B.T.: Os três primeiros dias foram complicados, mas depois pensei que enquanto cá estiver vou tentar fazer o meu melhor.
– Tinha algum conhecimento do plantel?
B.T.: Sim, conhecia o Lionel, que trabalhou comigo. Quando se colocou a hipótese de vir para cá, tentei ver que jogadores é que tinha, já conhecia alguns dos que vieram de Portugal.
– O Filipe Duarte é um dos jogadores com mais currículo do plantel, mas está lesionado. Conta com ele para este ano?
B.T.: Gostava que sim, mas vai ser muito difícil. Talvez em Junho, mas em Junho não terá ritmo. O Filipe seria uma mais-valia, não só para a competição interna, mas principalmente para a AFC Cup. É um central, contaria como [jogador] local, e numa prova internacional a experiência conta muito.
– Como decorreu a preparação para o arranque do campeonato?

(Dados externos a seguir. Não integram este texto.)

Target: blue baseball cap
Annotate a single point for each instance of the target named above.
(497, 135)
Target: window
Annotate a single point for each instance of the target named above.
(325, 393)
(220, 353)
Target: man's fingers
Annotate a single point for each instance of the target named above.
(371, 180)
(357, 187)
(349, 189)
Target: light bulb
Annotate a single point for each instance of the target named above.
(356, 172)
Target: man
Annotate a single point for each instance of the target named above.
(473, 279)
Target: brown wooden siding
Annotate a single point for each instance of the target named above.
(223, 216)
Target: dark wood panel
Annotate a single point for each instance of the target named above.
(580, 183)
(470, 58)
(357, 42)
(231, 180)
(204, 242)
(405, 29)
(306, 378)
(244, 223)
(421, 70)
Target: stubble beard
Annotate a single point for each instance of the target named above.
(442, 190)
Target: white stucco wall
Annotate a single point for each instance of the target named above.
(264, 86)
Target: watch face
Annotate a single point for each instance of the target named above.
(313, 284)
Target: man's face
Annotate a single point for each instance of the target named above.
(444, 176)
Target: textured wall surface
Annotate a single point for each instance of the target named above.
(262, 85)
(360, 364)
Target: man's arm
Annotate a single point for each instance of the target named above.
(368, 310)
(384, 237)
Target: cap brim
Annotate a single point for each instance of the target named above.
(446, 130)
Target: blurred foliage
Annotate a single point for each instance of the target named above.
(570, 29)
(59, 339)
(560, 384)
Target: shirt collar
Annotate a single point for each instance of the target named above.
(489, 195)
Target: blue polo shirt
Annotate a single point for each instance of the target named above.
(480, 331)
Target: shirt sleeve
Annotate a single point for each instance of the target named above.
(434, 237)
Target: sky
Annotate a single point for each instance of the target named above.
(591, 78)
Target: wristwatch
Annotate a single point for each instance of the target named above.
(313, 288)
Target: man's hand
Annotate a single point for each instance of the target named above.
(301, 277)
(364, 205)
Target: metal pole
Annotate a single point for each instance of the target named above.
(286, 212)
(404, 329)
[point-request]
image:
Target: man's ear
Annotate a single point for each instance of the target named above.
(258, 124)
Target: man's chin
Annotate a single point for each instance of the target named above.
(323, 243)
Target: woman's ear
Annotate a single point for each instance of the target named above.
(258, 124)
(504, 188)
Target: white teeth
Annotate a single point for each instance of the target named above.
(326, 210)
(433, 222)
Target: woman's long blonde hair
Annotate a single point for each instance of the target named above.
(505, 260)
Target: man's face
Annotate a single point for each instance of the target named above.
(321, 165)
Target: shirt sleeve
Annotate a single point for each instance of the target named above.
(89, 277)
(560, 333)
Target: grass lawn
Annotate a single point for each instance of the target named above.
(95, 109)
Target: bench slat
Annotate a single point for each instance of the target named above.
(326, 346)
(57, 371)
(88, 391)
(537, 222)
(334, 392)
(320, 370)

B.T.: Estou a conhecer os jogadores, alguns deles trabalham. Tivemos o azar de, nas primeiras semanas, alguns não poderem treinar por motivos profissionais. Neste momento é o conhecimento individual, tentar ver as suas características, e depois criar um modelo que se adeqúe a potenciar as suas características e a equipa.
– Procuraram fazer alguns jogos amigáveis como preparação?
B.T.: Sim, mas não havia espaços. É complicado. Chegámos a treinar com quatro ou cinco jogadores, uns lesionados, outros porque estavam a trabalhar, acaba por ser um bocado difícil conciliar tudo. Depois acaba por ser uma experiência nova para mim porque nem todos os jogadores que eu tenho são profissionais.
– O plantel já está fechado ou ainda podem entrar ou sair jogadores?
B.T.: Sim, até ao final da primeira volta podem haver mexidas.
– Por vezes, quando entram num clube novo, os treinadores levam jogadores que conhecem. Existiu, ou existe, essa intenção este ano com o Benfica?
B.T.: É complicado, não só em termos monetários, mas também pelas infra-estruturas. Por vezes chegamos a acordo com um jogador, que depois se vai informar sobre as condições de trabalho, e é mais complicado. Neste momento está cá um jogador que trabalhou comigo na Tanzânia, o Tito Okello. Acho que não só para o Benfica como para o futebol de Macau, se nós queremos ter uma liga mais competitiva, e nas provas internacionais ter um pouco mais de querer e acreditar, temos que ter infra-estruturas para poder trabalhar. Enquanto não houver isso é um bocadinho dar o peixe e não dar a cana
– Que análise faz deste início de arranque de campeonato?
B.T.: Dá para ver claramente que a dificuldade principal é o terreno do treino porque em termos de ocupação racional de espaços noto os jogadores um pouco perdidos. Há três ou quatro equipas que vão lutar para não descer, a Alfândega e o Lai Chi, talvez o Hang Sai também. Depois há equipas como nós, o Ching Fung, CPK, Ka I e o Sporting que estão a lutar por algo mais.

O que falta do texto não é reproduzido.